Maar het is in het prehistorische dorp Sa Sedda Sos Carros dat onze gids met zijn verhalen oude verhalen tot leven brengt die ontstaan, leven en sterven op Sardinië, samen met zijn 15.000 nuraghes. "Dit waren enorme torens, gebouwd met gigantische stenen, die tot meer dan 20 meter boven de grond uitstaken. Ze zijn het teken van een prehistorische beschaving waarvan het schrift bijvoorbeeld onbekend is. We vragen ons inderdaad af: schreven de Nuraghe? En wat schreven ze? Moesten ze schrijven? En zoeken we naar een alfabet dat vergelijkbaar is met het onze, of hadden ze een ander?" Fabrizio licht de vraag verder toe: "Ik herinner je eraan dat wij Sardiniërs niet in het Sardisch schrijven, we doen het alleen in het Italiaans. We beginnen nu met het imiteren van onze fonetiek. Onze taal evolueert. Als ik bijvoorbeeld hiju zeg, met een zachte i, bedoel ik figlio, als ik hetzelfde woord hardop uitspreek, zeg ik sopracciglio. De waarheid is dat we zonder schrift zouden kunnen leven, omdat we mondelinge regels hebben die belangrijker zijn dan geschreven. "Moet ik je de juiste richting wijzen? Ik laat je een bordje achter waar je moet afslaan, bijvoorbeeld aan een tak. Onze hele cultuur is op deze manier doorgegeven."

We luisteren, betoverd, in de schaduw van de bomen in de wilde vallei – de kalksteengrotten van Sa Oche en Su Bentu zijn spectaculair, samen met het verre gebrul van het water – en zien, een paar meter verderop, de overblijfselen van een andere Nuraghe-site. Een ronde ruimte, met muren versierd met moeflonkoppen, waaruit water gutste: een heilige bron waaromheen 200 bronzen stukken werden gevonden. "Wij Sardijnen waren niet alleen herders, zoals velen ons hebben afgeschilderd, maar ook ingenieurs, astronomen en artsen. We vonden een rond brood uit dat maandenlang houdbaar was in de voorraden van de herders die hun kuddes volgden, en we lieten de vrouwen het huishouden doen. We zijn geïnspireerd door de ronde vorm; onze ballu is ook tundu, we dansen om de aarde te doen ontwaken."

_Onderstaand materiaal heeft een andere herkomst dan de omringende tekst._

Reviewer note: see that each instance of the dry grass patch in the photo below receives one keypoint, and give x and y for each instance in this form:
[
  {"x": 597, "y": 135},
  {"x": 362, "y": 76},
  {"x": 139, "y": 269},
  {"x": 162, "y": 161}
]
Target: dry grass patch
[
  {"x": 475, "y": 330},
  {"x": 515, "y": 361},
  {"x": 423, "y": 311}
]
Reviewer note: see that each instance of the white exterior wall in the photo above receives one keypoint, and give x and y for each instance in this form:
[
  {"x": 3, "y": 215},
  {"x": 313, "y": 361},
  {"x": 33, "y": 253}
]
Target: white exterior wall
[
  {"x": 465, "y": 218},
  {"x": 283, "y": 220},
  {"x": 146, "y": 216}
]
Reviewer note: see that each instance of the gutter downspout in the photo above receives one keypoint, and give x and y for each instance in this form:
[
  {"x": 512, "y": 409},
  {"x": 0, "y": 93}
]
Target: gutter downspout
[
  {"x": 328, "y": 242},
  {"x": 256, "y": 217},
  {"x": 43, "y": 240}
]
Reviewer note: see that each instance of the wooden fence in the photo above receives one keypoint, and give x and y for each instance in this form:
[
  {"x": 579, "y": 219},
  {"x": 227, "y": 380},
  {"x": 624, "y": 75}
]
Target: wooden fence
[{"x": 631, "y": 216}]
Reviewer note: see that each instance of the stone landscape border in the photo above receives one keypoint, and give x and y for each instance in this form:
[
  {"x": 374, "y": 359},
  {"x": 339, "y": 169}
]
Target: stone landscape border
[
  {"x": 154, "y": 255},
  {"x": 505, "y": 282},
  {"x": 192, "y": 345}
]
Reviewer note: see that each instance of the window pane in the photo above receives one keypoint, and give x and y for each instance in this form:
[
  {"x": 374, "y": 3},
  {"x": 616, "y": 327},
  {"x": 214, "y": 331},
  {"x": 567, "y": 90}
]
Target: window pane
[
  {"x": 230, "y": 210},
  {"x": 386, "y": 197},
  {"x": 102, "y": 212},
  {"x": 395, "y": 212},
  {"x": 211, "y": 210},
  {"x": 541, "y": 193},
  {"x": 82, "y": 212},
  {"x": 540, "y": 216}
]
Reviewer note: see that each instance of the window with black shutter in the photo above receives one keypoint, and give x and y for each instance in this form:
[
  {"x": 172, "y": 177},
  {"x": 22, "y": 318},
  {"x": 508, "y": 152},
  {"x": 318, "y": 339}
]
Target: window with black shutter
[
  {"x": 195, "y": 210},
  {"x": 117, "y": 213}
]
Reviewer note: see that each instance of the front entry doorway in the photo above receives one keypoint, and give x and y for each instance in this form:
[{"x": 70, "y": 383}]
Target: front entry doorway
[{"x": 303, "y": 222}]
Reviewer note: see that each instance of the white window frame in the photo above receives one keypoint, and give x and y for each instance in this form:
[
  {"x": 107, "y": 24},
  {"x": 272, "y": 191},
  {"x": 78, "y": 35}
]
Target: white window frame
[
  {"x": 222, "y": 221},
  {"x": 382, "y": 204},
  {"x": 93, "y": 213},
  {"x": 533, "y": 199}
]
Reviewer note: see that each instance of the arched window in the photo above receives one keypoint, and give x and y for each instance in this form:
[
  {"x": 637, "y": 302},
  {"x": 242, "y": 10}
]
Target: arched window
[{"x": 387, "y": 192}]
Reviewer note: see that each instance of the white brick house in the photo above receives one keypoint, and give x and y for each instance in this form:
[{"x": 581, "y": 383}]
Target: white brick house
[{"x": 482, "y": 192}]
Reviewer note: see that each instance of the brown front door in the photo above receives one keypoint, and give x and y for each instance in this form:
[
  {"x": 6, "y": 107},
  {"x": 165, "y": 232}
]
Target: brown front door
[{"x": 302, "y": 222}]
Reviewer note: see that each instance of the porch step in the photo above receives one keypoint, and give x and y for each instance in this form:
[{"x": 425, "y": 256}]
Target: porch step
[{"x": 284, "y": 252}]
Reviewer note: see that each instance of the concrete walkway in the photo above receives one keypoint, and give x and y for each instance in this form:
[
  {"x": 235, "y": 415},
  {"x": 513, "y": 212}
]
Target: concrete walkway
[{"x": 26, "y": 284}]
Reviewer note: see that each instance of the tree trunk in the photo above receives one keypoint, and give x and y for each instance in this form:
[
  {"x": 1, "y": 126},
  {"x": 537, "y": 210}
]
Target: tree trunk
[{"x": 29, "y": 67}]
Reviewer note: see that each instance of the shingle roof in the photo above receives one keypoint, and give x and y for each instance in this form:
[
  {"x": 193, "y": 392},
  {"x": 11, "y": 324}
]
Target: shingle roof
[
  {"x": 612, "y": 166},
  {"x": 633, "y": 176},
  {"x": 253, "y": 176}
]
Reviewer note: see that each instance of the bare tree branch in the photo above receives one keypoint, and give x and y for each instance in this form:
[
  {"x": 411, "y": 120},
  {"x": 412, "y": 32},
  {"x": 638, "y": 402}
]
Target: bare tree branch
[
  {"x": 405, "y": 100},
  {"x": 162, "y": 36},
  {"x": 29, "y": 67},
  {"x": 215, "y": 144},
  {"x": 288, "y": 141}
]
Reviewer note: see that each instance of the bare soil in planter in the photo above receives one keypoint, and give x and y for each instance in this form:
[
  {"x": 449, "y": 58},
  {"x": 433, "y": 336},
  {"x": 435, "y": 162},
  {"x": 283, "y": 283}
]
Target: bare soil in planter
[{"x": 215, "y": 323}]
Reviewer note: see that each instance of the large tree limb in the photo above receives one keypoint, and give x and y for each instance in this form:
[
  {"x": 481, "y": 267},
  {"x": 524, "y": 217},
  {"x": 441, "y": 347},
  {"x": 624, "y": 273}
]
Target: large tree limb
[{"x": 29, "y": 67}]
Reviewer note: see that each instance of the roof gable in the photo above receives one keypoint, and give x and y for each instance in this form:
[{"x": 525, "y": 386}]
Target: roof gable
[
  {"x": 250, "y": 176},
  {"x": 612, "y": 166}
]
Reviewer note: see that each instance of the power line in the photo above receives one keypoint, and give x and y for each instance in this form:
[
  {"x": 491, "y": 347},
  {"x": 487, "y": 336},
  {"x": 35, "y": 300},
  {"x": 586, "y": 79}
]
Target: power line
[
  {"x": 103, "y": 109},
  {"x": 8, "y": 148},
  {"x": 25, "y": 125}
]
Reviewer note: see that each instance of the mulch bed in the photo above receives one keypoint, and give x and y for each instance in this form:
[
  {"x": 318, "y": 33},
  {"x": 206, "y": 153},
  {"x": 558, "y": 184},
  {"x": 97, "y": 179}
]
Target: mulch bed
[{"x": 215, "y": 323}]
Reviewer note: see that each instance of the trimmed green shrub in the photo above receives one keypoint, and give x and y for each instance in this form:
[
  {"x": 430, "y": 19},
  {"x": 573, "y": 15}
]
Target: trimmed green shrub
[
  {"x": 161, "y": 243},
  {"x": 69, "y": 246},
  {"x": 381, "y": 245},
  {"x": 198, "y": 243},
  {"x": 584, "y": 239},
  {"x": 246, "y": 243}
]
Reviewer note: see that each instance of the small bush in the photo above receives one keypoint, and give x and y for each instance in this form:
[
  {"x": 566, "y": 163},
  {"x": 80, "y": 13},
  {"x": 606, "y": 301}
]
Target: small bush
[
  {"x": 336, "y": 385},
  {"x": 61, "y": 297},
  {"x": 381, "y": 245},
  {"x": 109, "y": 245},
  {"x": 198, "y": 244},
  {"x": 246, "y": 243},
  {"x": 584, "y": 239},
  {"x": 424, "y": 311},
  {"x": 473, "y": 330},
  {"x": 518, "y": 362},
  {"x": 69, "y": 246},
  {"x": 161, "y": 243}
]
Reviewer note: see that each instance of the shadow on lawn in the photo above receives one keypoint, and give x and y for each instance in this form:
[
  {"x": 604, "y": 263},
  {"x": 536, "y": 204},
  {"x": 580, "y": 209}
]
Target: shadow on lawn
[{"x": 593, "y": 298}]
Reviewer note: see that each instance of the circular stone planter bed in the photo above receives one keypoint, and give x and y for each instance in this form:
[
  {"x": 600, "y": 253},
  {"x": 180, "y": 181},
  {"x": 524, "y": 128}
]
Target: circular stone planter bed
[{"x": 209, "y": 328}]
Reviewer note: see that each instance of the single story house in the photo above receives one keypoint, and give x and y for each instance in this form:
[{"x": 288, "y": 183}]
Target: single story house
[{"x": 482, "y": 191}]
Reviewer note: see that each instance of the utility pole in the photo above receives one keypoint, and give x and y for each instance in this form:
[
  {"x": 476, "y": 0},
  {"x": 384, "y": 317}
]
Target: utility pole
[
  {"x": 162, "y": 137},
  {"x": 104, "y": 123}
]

In de Land Rover slingeren we weer over de rotsen. Dan schakelt Fabrizio in een lage versnelling en rolt de terreinwagen zijwaarts als een videogame naar Marco's schaapskooi. Twee varkens worden aan het spit gebraden. Tussen kannen Cannau en bronwater debatteren we over het hoogste en laagste systeem: hoe mooi Sardinië is ("Was Aga Khan de vijfde van de Vier Moren?"). Een carasaugebakje, ricotta en mediterrane honing: we bespreken het Zuiden en het Noorden, bandieten en rovers, politiek en gezondheidszorg, gemeenschappelijke vrienden ("Wat een toeval!"). De kracht van sint-janskruid. Sommigen zeggen dat daar in Barbagia helichrysum, sint-janskruid, lavendel, munt, rozemarijn, tijm en toorts werkelijk wonderen verrichten. Bovenal weren ze het boze oog af. De reis gaat de volgende dag verder, per motor, richting Sant'Antioco. We keren terug naar de zee.
Nieuws en inzichten over politieke, economische en financiële gebeurtenissen.